À quelques semaines de la célébration de la fête de Tabaski, un de nos reporters est allé à la rencontre des vendeurs de bétail au parc d’Enta afin de s’enquérir des dispositions mises en place pour ravitailler les citoyens, en particulier en cette période festive. 
Salif Yattara, vendeur de bétail dans ce parc, a confié que des dispositions sont entrain d’être prises pour approvisionner le marché en bétail. Il a ensuite sollicité l’aide du gouvernement guinéen afin de mieux satisfaire les citoyens : « Nous n’avons pas de lieux fixes pour exercer cette activité. La plupart des endroits que nous occupons appartiennent à des particuliers. De plus, le coût du transport est très élevé. Nous demandons donc à l’État de nous aider à résoudre ces difficultés, car nous travaillons pour le bien des Guinéens. »
Le vice-président du syndicat des vendeurs de bétail d’Enta, Mohamed Traoré, a exprimé sa gratitude envers le Président de la République de Guinée, le général Mamadi Doumbouya, ainsi qu’à son gouvernement pour les efforts continus en faveur du développement du pays.

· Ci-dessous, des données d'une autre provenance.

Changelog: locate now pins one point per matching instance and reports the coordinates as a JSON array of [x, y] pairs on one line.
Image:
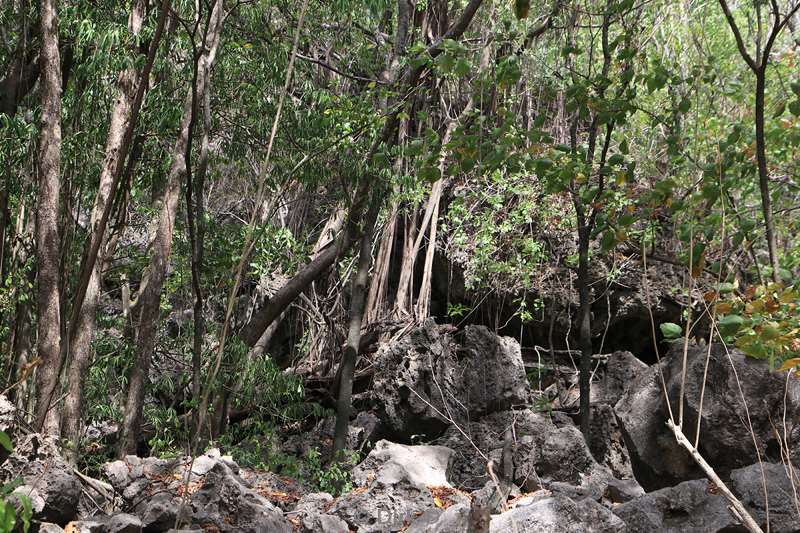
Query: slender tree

Il a ensuite rappelé : « Auparavant, nous vendions nos bétails dans la forêt classée d’Entat. Cependant, cet espace ne dépend pas de notre ministère de l’Élevage. C’est pourquoi, l’année dernière, nous avons été évacués de ce site. Aujourd’hui, nous menons nos activités au bord de la route. Pour l’instant, aucun espace officiel n’a été réservé par l’État pour la vente du bétail. »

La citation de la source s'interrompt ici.